Convolutional neural network (CNN) is a typical deep learning method with powerful feature extraction capability, which takes images as input (Ma et al., 2019). Compared with the early machine learning methods, CNN is more stable (Ma et al., 2017) and usually has better performance (Uzal et al., 2018), so it is widely applied to agriculture. Nevertheless, CNN has been widely used in classification tasks, such as plant disease diagnosis (Mohanty et al., 2016; Nachtigall et al., 2016; Ferentinos, 2018), and weed recognition (Dyrmann et al., 2016; Grinblat et al., 2016), and rarely applied to regression tasks of plant phenotype. Ferreira et al. (2017) designed a Deep Convolutional Neural Network to estimate above ground biomass of winter wheat, with the R2 value of 0.808, and the NRMSE value of 24.95%. Zhang et al. (2020) proposed a convolutional neural network to monitor FW, DW, and LA of lettuce. The result showed that the estimated values had good agreement with measurement results (Zhang et al., 2020).
Although previous studies have achieved good estimation results of lettuce traits, these studies did not consider and make use of the correlation between various traits, and the estimated number of lettuce traits is still insufficient, which will not be conducive to a comprehensive assessment of lettuce growth. For this reason, we developed a three-stage multi-branch self-correcting trait estimation network (TMSCNet) to estimate the fresh weight (FW), dry weight (DW), height (H), diameter (D), and leaf area (LA) of lettuce using RGB images and depth images as input.

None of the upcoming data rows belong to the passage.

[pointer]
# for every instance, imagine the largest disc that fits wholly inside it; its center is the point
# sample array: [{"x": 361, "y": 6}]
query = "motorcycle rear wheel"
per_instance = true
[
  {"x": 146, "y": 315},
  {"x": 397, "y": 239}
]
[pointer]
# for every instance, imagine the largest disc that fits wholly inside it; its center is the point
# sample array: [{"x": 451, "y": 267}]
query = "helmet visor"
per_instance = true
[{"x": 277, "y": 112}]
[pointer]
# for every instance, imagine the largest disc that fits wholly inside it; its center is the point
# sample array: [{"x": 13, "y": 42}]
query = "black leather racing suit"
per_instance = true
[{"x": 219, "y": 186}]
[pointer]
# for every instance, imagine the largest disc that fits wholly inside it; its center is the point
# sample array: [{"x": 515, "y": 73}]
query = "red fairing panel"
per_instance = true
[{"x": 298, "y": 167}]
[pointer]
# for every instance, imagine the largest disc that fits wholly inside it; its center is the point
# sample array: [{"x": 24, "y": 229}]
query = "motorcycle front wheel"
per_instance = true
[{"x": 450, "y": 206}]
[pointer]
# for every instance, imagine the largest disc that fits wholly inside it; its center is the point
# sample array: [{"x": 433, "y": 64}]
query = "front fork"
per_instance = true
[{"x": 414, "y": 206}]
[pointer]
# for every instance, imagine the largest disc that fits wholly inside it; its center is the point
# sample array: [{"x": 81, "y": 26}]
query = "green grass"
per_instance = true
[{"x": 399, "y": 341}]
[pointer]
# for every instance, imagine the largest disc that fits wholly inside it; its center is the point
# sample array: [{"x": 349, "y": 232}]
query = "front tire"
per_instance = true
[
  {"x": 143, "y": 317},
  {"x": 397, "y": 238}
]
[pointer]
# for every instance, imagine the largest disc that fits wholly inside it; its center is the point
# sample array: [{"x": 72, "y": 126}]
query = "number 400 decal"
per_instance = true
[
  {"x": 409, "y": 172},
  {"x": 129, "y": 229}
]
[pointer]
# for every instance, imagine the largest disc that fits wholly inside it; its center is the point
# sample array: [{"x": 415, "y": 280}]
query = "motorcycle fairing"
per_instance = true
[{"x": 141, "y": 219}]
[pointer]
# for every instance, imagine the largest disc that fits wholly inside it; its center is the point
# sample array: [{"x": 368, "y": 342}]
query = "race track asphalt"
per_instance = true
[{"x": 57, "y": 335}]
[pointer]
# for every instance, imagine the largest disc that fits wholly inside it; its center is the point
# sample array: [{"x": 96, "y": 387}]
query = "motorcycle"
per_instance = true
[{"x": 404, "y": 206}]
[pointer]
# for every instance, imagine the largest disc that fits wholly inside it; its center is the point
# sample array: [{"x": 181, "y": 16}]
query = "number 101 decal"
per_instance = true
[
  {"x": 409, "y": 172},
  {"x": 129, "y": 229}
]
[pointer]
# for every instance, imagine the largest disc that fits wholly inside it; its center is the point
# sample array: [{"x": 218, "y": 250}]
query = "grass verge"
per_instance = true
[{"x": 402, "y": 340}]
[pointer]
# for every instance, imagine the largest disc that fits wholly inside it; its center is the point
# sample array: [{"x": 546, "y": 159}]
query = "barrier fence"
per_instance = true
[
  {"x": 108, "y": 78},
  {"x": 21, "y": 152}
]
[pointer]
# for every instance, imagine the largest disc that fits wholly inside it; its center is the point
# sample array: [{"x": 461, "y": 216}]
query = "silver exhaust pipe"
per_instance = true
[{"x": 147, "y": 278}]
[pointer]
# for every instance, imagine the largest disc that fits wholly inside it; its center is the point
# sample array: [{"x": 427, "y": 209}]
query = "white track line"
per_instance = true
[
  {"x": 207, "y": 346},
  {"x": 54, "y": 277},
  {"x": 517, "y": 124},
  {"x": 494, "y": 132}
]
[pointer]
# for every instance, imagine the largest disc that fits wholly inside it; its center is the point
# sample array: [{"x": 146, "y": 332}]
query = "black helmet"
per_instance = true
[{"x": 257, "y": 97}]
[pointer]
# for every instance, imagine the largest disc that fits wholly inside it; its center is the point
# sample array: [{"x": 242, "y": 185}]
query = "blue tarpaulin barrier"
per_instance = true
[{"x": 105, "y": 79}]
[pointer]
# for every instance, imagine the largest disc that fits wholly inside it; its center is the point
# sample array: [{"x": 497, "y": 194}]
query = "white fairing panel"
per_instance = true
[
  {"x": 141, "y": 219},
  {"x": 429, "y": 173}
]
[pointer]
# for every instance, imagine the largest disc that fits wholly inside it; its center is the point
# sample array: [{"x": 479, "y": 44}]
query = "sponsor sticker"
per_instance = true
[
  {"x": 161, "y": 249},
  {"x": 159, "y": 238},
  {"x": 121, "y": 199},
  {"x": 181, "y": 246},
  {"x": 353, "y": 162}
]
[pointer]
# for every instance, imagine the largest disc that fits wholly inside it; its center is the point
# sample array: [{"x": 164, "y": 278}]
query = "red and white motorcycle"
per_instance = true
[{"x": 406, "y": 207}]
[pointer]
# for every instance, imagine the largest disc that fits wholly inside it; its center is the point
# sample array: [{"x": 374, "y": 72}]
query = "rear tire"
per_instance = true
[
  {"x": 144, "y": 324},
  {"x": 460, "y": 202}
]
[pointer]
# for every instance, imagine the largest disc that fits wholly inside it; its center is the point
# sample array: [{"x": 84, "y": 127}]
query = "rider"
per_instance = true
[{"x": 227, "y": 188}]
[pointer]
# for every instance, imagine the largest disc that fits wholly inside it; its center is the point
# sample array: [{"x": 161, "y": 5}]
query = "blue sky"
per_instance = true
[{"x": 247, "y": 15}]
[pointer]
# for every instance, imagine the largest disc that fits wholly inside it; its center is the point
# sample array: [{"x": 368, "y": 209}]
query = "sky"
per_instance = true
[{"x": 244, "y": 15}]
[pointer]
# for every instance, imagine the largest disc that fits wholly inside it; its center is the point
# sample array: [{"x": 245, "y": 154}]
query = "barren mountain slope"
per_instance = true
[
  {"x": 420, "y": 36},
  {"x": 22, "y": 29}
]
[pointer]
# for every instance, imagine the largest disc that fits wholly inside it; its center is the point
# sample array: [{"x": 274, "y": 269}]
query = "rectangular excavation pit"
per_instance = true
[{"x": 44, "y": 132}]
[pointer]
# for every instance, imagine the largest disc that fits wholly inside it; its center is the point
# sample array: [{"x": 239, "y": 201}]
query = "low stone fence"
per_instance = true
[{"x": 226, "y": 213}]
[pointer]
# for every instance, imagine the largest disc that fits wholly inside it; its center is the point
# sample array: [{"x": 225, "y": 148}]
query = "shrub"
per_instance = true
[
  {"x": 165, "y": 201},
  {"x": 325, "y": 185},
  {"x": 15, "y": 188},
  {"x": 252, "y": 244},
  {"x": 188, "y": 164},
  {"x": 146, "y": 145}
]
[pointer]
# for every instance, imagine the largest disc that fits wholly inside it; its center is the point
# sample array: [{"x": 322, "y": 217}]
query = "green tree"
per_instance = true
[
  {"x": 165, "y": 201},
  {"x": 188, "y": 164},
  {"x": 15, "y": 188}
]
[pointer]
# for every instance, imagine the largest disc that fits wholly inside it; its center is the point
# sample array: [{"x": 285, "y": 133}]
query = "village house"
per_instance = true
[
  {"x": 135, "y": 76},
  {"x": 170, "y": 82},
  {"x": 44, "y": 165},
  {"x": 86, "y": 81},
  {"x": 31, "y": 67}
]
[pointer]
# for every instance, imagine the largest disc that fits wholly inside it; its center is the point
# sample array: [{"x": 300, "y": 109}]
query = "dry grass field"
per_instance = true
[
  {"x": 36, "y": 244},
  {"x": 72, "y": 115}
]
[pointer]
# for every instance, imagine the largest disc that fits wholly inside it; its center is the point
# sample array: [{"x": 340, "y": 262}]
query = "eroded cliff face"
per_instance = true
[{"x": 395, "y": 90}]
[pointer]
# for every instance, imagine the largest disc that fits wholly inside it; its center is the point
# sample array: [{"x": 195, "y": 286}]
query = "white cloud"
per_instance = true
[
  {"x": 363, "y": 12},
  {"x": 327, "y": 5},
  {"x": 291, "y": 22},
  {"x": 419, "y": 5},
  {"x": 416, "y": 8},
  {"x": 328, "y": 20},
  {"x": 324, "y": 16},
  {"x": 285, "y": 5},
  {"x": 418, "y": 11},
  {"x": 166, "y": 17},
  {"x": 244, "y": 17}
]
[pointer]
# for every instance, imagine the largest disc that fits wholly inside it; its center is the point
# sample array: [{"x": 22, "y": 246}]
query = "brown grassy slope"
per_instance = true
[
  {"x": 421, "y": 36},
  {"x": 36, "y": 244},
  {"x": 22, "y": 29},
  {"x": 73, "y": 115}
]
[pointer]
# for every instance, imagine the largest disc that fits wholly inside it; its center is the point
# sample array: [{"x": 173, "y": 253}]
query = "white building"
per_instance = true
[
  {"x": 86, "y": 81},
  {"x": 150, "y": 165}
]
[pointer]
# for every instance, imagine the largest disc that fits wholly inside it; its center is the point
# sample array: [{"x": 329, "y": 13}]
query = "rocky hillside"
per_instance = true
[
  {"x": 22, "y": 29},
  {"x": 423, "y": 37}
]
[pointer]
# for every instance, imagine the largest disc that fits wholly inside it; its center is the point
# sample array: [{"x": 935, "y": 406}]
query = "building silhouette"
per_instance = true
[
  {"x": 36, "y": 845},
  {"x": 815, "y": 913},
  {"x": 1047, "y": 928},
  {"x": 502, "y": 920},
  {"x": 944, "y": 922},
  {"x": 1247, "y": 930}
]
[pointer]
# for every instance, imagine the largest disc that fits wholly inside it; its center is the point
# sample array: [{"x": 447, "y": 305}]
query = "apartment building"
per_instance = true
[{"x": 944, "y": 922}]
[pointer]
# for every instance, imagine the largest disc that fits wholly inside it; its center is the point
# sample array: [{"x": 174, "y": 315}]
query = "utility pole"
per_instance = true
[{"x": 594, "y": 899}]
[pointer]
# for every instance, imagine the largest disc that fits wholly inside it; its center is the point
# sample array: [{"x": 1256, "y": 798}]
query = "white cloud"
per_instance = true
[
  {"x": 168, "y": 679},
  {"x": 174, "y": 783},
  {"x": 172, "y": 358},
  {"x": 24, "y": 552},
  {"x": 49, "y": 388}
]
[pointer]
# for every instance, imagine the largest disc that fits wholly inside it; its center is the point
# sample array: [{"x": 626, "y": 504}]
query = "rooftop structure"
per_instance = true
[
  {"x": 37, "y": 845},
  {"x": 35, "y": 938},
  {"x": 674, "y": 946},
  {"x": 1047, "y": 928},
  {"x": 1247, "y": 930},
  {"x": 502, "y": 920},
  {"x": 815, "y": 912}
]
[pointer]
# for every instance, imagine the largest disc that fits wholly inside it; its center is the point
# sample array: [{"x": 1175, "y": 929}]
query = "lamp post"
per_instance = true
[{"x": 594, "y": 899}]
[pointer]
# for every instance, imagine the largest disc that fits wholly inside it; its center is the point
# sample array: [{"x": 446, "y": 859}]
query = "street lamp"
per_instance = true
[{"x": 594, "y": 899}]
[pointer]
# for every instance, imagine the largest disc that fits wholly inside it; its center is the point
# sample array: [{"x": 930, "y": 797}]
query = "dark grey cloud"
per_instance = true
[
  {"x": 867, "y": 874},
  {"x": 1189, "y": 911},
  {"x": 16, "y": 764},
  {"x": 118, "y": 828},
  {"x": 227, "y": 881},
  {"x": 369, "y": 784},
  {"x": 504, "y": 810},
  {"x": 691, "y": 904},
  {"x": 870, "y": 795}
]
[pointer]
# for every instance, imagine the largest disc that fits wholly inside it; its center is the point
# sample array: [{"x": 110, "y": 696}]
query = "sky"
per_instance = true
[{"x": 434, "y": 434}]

Then we analyzed the correlation between different traits of lettuce and designed a data preprocessing pipeline. Finally, R2, NRMSE, and NMSE were used to evaluate the performance of the TMSCNet. To improve the applicability of the TMSCNet, we also discussed the high-throughput case and proposed a processing pipeline.
Materials and methods
Dataset and preprocessing
The data used in the experiment came from the public dataset of the 3rd international challenge on autonomous greenhouses organized by Tencent and Wageningen University and Research. As one of the participating teams, we participated in this international competition. The public dataset was collected from the lettuce planting laboratory at Wageningen University and research in the Netherlands. All crops were planted in well-controlled greenhouse conditions. Since the enclosure of the greenhouse was highly transparent, the images were collected under natural light. A RealSense D415 depth sensor was used for image collection, which was hung about 0.9 meters above the crop to capture RGB images and depth images. The original pixel resolutions of collected images were 1,920 × 1,080. Those images were stored in PNG format. It is worth noting that the range of image acquisition is about 1 m2 of planting area, but the area of the crop only accounts for 5%, as shown in Figure 1A. Four cultivars of lettuce, Aphylion, Salanova, Satine, and Lugano, were grown in a hydroponic growing system, as shown in Figure 1B. The time interval of data acquisition was set to once a week, including six times in total. During this period, 340 images for training and 50 images for validation were obtained (Autonomousgreenhouses, 2018).
Figure 1. Examples of the RGB images from the public dataset of the 3rd international challenge on autonomous greenhouses. (A) The original images, in which the lettuce only accounts for a small proportion. (B) The cultivar of Aphylion, Salanova, Satine, and Lugano at different growth stages in the dataset.
Measurements of fresh weight (FW), dry weight (DW), height (H), diameter (D), and leaf area (LA) were conducted simultaneously with image collection, which used a destructive sampling method. The units of these measurements were “gram/plant,” “gram/plant,” “cm,” “cm,” and “cm2,” respectively. Among these lettuce traits, height refers to the distance from the first leaf to the highest point of the crop, diameter is the principal diameter of the projection on a horizontal surface, and leaf area is the surface projected on a horizontal surface of all leaves torn from the stem. Fresh weight and dry weight include the weight of root and shoot of lettuce.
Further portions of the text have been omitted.